『幻の三中井百貨店』が韓国人に問いかけるものとは
地上6階、地下1階、延建坪2504坪、白亜の威風堂々たるルネサンス様式の建物。1・2階の売り場には化粧品と婦人服、4階は紳士服、5階は家具と電化製品、6階は貴金属とレストラン。最新の商品で満たされた華麗なショーウインドーの前には常に客が押し寄せ、大規模な企画セールの際は、足の踏み場もないほどだった。また、商品券や限定販売、景品に休日営業、夜間延長営業などの様々なマーケティング戦略が次々に打ち出された。
これは一時期、ソウルのある百貨店で見られた光景だ。その百貨店とは、1933年から45年まで現在の明洞ミリオレの位置に存在していた三中井百貨店だ。

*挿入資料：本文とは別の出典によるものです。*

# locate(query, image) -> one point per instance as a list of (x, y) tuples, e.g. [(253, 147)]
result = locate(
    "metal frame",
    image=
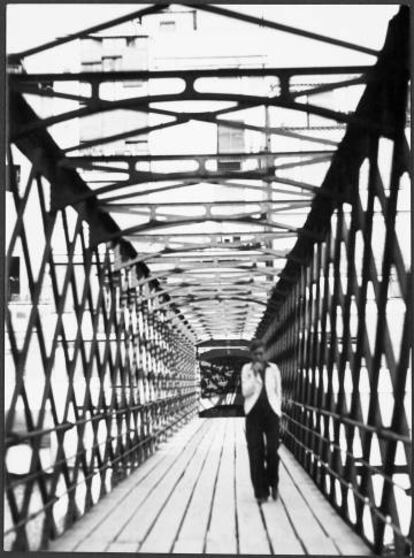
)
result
[(309, 334), (144, 325)]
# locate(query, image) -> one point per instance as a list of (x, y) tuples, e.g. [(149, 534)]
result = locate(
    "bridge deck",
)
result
[(194, 496)]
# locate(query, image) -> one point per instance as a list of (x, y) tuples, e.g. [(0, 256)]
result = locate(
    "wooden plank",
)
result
[(122, 547), (73, 537), (158, 494), (251, 529), (191, 537), (221, 534), (282, 537), (165, 530), (98, 539), (348, 542), (306, 526)]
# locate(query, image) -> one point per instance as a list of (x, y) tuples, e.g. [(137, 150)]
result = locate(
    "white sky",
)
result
[(347, 22)]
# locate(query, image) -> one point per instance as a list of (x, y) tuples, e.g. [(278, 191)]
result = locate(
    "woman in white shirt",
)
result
[(262, 392)]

当時三中井は、現在の新世界本店に位置していた三越、旧美都波の位置にあった丁子屋、大然閣センタービルの位置にあった平田、鍾路タワーの位置にあった和信とともに「京城(ソウル)五大百貨店」の一角を占めていた。このうち、朝鮮全域をカバーし、抜きん出て最大規模の流通網を掌握していたのが三中井だった。朝鮮に12の店舗を置き、旧満州や中国にも6店舗を構えていた三中井は、全盛期には従業員4000人、年間売上高1億円(現在の価値で5000億円)の規模を誇るまさに「百貨店王国」だった。

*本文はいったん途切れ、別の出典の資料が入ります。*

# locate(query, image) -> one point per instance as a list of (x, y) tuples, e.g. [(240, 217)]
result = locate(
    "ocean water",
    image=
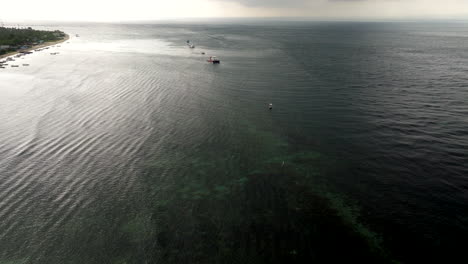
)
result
[(128, 147)]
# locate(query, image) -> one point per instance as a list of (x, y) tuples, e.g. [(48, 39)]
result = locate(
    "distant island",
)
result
[(13, 40)]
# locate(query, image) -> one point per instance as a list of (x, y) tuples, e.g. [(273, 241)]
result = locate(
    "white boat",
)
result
[(214, 60)]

しかし、1945年の終戦とともに、三中井は痕跡すら残さず消滅してしまった。
日本のマーケティング専門家である著者は、現存する資料や証言などを通じ、その「消えた企業」の歴史復元作業に取り組んだ。中江勝治郎(1872-1944年)をはじめとする創業者4兄弟は、1905年に大邱に小さな呉服店を開いた後、破竹の勢いで企業を拡張していった。その背景には、日本の滋賀県で活動していた近江商人の特徴である広域化と現実性、倫理性、同族意識、強固な上昇志向と国家志向性があったと著者は説明する。しかし、後継者養成の失敗や拡大一辺倒の戦略が、急速な没落につながる要因となった。
ところで、韓国の読者がこの本を一読すると、非常に不愉快な気分にさせられるはずだ。まず著者は、三中井が朝鮮の市場と商業構造に及ぼした悪影響について、まったく関心がない。さらに、御用商人として帝国主義戦争の軍需物資供給を担当したことを「成功したマーケティング」と評価し、「日本の先進文物を朝鮮に伝える懸け橋としての役割」を果たしたのはもちろん、こうした日本式百貨店経営のノウハウが、現在の新世界・ロッテ・現代をはじめとする韓国有数の百貨店にまで受け継がれたと述べている。
しかし、「日本の統治に抵抗した朝鮮人らのうち、多くの人々が日常生活では日本のライフスタイルに適応し、自ら収奪の手先と非難していた三中井や三越でショッピングを楽しんでいた」という下りは、そのまま見過ごすことのできない問題を抱えている。そうした「日常」の微妙さについて、これまできちんと検証することのできなかった韓国近現代歴史学のすき間にこの本は位置しているのだ。